- 30
Pablo Picasso
Description
- Pablo Picasso
- TÊTE D'HOMME
- signed Picasso (lower left) and dated 3.1.69. (upper left)
oil on card
- 96 by 65cm.
- 37 3/4 by 25 5/8 in.
Provenance
Marlborough Gallery, New York
Harcourts Gallery, San Francisco
Private collects ion, Minneapolis
Blanche Fabry Teze, New York
Acquired from the above by the late owners in 1987
Literature
The Picasso Project, Picasso’s Paintings, Watercolors, Drawings and Sculpture. The Sixties III, 1968-1969, San Francisco, 2003, no. 69-002, illustrated p. 86
Catalogue Note
Tête d’homme belongs to the series of Musketeers that Picasso painted from 1966 to the end of his life. Highly stylised figures which Picasso depicted with a bright, vibrant palette, these seventeenth- century characters are inspired by a lifelong love of masquerade and represent a return to his childhood visions as well as to his Spanish roots. At this late period in his life the artist appears to be in dialogue with the Baroque, bravely reinterpreting it in his own breathtakingly modern pictorial language. The bold colours and assertive brushstrokes in the present work reflect the vitality and creative energy that characterise Picasso’s art in the last decade of his life.
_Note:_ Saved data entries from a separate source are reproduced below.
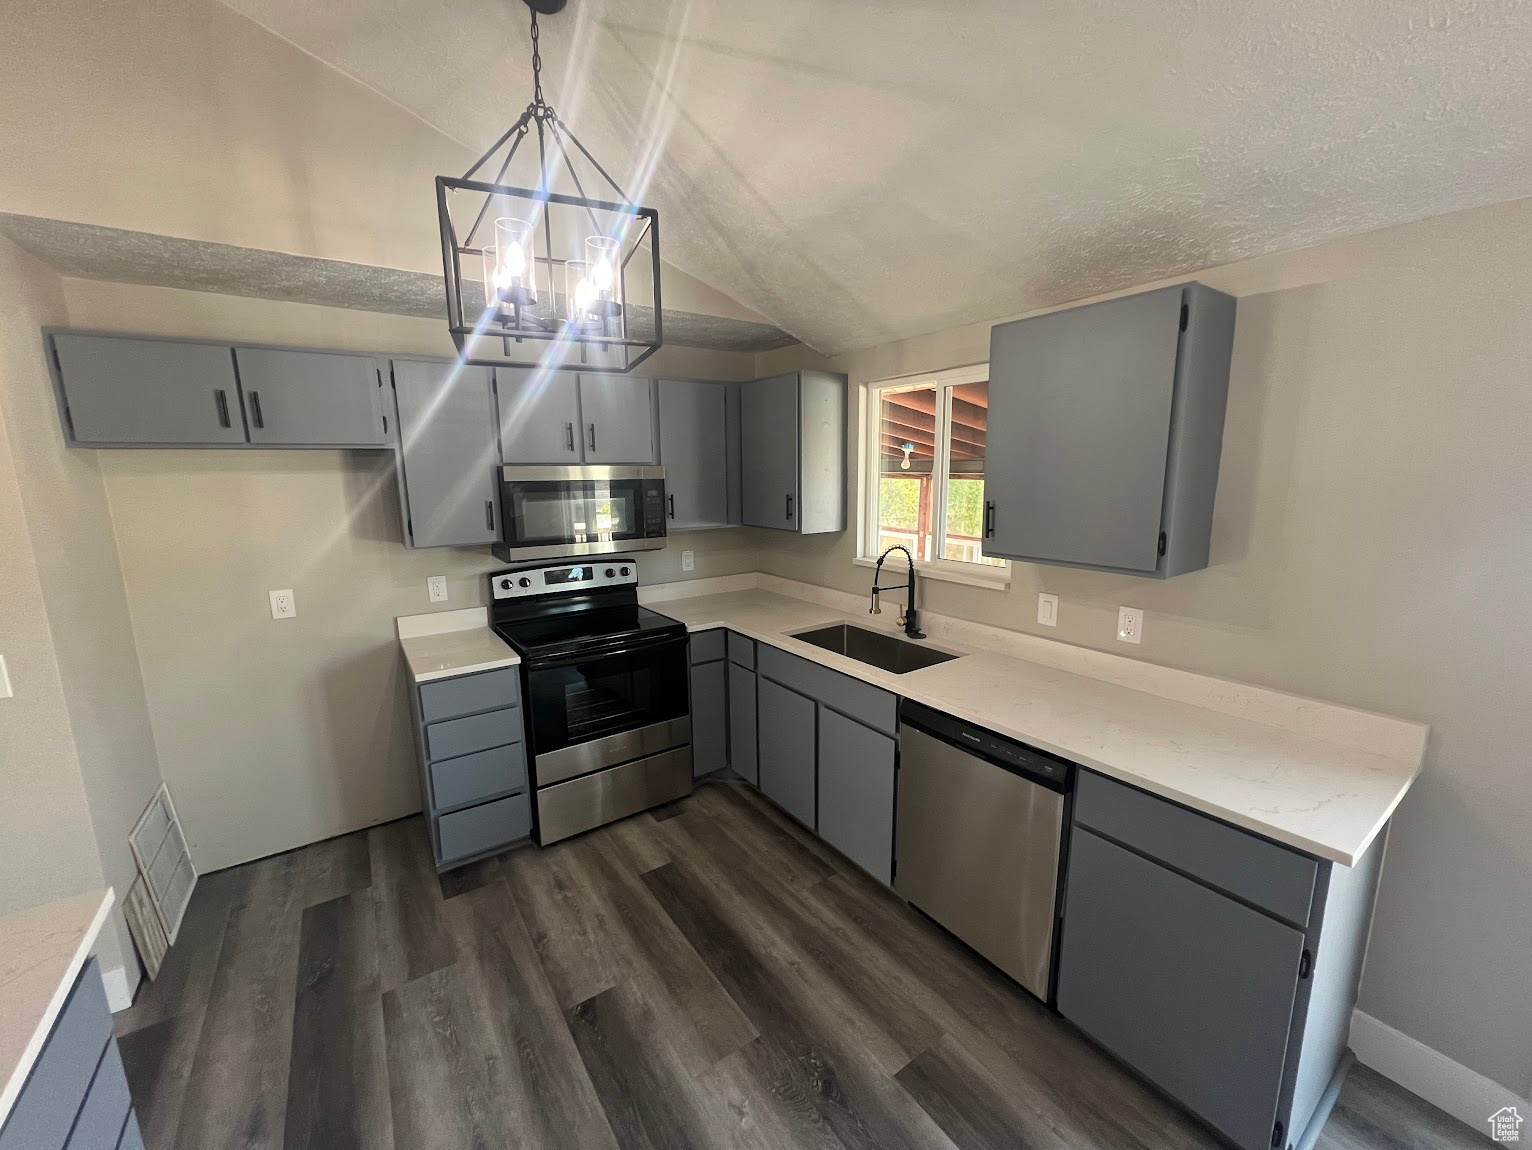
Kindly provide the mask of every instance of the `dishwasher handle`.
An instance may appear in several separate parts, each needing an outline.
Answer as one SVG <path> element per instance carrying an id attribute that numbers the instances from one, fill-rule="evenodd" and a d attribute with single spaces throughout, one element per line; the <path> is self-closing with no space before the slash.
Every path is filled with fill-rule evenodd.
<path id="1" fill-rule="evenodd" d="M 1016 739 L 986 731 L 962 719 L 906 699 L 899 705 L 899 722 L 939 739 L 948 746 L 993 763 L 1013 775 L 1067 795 L 1075 787 L 1075 764 Z"/>

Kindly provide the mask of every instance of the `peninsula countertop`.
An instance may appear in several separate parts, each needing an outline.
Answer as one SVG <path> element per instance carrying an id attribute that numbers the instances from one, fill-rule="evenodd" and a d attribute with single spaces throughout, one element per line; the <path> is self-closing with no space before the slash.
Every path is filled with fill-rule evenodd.
<path id="1" fill-rule="evenodd" d="M 483 607 L 403 615 L 394 622 L 405 665 L 417 684 L 521 662 L 521 656 L 490 629 L 489 612 Z"/>
<path id="2" fill-rule="evenodd" d="M 96 890 L 0 918 L 0 1126 L 90 957 L 111 905 L 111 890 Z"/>
<path id="3" fill-rule="evenodd" d="M 998 632 L 997 644 L 1030 644 L 1042 656 L 1018 657 L 988 644 L 953 642 L 925 614 L 923 625 L 936 636 L 927 643 L 960 657 L 896 675 L 792 637 L 842 621 L 892 630 L 890 615 L 870 619 L 762 589 L 680 595 L 653 598 L 649 606 L 688 630 L 737 631 L 1347 866 L 1362 856 L 1420 772 L 1426 728 L 1404 720 L 1149 664 L 1119 671 L 1107 661 L 1137 661 Z M 976 630 L 972 624 L 946 630 L 962 628 Z M 1055 656 L 1040 645 L 1075 654 Z M 1050 665 L 1058 659 L 1085 667 L 1094 661 L 1105 677 Z M 1154 689 L 1111 681 L 1113 674 L 1139 674 Z M 1176 676 L 1189 682 L 1182 698 L 1171 697 L 1180 689 Z"/>

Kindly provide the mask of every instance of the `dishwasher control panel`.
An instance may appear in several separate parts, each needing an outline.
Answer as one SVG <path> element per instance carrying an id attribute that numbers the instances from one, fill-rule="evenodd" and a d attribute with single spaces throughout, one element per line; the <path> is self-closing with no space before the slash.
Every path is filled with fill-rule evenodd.
<path id="1" fill-rule="evenodd" d="M 1069 790 L 1074 781 L 1074 764 L 1067 759 L 1050 755 L 1004 735 L 997 735 L 983 727 L 975 727 L 962 719 L 933 711 L 930 707 L 906 701 L 899 709 L 899 717 L 901 721 L 927 734 L 935 735 L 973 754 L 982 755 L 990 762 L 1017 774 L 1037 779 L 1052 786 L 1054 790 Z"/>

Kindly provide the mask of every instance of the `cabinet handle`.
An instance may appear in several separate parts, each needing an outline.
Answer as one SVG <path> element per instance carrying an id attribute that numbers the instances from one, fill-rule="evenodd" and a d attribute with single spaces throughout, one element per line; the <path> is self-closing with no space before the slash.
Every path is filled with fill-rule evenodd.
<path id="1" fill-rule="evenodd" d="M 676 497 L 674 495 L 667 495 L 665 498 L 670 501 L 670 517 L 674 519 L 676 517 Z"/>
<path id="2" fill-rule="evenodd" d="M 569 450 L 573 451 L 575 449 L 574 424 L 572 424 L 572 423 L 564 424 L 564 436 L 565 436 L 565 438 L 569 442 Z"/>
<path id="3" fill-rule="evenodd" d="M 266 426 L 266 417 L 261 414 L 261 393 L 258 391 L 250 393 L 250 414 L 255 418 L 256 427 Z"/>
<path id="4" fill-rule="evenodd" d="M 592 424 L 588 424 L 587 426 L 590 428 L 590 449 L 592 451 L 595 451 L 596 450 L 596 425 L 594 423 L 592 423 Z"/>
<path id="5" fill-rule="evenodd" d="M 488 527 L 491 531 L 495 529 L 495 501 L 493 499 L 486 499 L 484 501 L 484 526 Z"/>
<path id="6" fill-rule="evenodd" d="M 793 497 L 791 495 L 787 497 L 787 521 L 789 523 L 793 521 Z"/>
<path id="7" fill-rule="evenodd" d="M 984 538 L 995 537 L 995 505 L 985 500 L 984 503 Z"/>
<path id="8" fill-rule="evenodd" d="M 213 389 L 213 403 L 218 407 L 218 426 L 230 427 L 229 423 L 229 393 L 223 388 Z"/>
The Musketeer character may have its origins in the previous decade in which Picasso worked compulsively from the old masters. Of particular relevance here is the series of works he painted in 1957 in response to Velázquez’s Las Meninas, which addressed a number of themes that Picasso was to interpret within his own creative universe. In his masterpiece the seventeenth century artist explores the complex relationship between the painter, his subject and the viewer. Inspired by this subject, Picasso produced a series of works on the theme of the artist and his model, and in some of them the artist is depicted wearing seventeenth century dress with the characteristic wide-brimmed hat. The Musketeer may also allude to Don Quixote, the quintessentially Spanish embodiment of the world of fantasy. The image of the Musketeer, then, contains a complex set of references to the artist, the amorous adventurer, the soldier and, in the end, Picasso himself.